Introducing Fanjove Private Island

Laura Thubron
/
November 6, 2018
in
Fanjove

A breath of wind catches in the sail, the creaking of ropes and fluttering of cloth before the fabric fills with tension, and billows to the shape of a perfect crescent-moon that fills the sky. Our Captain turns us a nudge South-West of Songosongo, and as the dhow cuts through the crystal waters it seems as eager to reach Fanjove Island as we are.


Beautiful and unchanged, the East-African dhow arrival is a quintessential part of the Fanjove experience, I remember my excitement the very first time I approached the island. Connecting the Swahili Coast, dhows can be seen daily, silently passing the island, their glistening white sails in fantastic contrast with the shimmering blue waters. In fact, every drop of fresh water, building material or piece of fruit used on Fanjove, is sailed in using a dhow boat first, and so it is no surprise that when you walk around the island you will see touches that pay tribute to these elegant workhorses.

Stepping onshore, with feet directly into the sea is always a special moment for guests that we love to share with them. I vividly remember the first time I plunged my feet into the warm shallows. Any travel weariness immediately gives way to broad smiles and disbelief as the guests take in the empty white sand beach, watched over by the Island’s historic German Lighthouse.
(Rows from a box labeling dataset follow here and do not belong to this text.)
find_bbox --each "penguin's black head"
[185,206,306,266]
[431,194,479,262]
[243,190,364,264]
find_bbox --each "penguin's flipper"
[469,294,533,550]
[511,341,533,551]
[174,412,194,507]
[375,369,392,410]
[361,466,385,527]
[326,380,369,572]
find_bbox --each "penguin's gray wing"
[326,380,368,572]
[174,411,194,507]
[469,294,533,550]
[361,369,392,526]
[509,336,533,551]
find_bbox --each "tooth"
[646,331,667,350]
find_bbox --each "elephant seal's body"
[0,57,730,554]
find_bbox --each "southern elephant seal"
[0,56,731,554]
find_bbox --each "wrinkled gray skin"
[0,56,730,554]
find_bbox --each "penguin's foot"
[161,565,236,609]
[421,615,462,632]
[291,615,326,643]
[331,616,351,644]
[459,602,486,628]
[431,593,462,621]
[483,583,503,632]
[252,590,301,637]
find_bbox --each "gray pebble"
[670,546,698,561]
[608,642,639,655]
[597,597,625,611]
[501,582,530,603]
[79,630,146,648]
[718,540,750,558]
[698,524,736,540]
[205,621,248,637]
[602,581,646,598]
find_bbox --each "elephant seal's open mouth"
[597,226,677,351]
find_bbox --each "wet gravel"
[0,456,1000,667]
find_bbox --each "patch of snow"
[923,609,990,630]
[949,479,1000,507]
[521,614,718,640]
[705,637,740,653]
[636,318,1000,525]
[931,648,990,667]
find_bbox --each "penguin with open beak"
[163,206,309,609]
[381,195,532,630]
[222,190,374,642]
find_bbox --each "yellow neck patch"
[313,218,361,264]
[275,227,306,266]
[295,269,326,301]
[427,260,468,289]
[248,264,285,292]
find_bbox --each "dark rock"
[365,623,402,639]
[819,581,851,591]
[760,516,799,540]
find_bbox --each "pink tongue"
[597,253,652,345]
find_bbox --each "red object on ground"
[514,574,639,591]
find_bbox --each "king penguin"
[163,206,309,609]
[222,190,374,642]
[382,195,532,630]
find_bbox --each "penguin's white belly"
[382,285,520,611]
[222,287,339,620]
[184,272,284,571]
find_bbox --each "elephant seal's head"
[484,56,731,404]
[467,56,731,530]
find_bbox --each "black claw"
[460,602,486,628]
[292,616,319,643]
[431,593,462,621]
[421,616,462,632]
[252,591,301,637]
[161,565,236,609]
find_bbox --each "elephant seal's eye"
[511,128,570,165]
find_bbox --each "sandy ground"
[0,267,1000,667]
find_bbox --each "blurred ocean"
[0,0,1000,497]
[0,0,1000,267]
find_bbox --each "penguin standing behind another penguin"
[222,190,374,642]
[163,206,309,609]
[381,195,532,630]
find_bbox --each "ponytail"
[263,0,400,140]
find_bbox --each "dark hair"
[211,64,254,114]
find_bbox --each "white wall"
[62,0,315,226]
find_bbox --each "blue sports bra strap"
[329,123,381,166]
In the distance, neighbouring Songosongo Island can be seen, home to a forward-thinking community. It’s their cooperation and support over several years that has made the beautiful experience of Fanjove and its surrounding protected waters a possibility. The special relationship between these two islands has seen the successful introduction of several no-fishing zones, rotational reef closures and illegal fishing patrols that have allowed a coral nursery to flourish and the health of the reef to constantly improve. Aside from the obvious perks of living in a veritable tropical paradise (no shoes, surprisingly toned calves and fresh coconuts on tap!), working together with Songosongo community is one of the most enjoyable aspects of my job and I’m very excited to see what we can achieve together in the future.



To truly appreciate Fanjove, there is no better place than to sit at the top of the lighthouse at sunset. From this unbeatable vantage point, you can see the island in its entirety as well as the 11km of coral reef stretching out into the Indian Ocean. To the West you can make out the busy fishing port of Kilwa Kivinje, where the sun is setting, framed by the colourful stratus clouds of November. The rhythms of the day play beautifully here on Fanjove.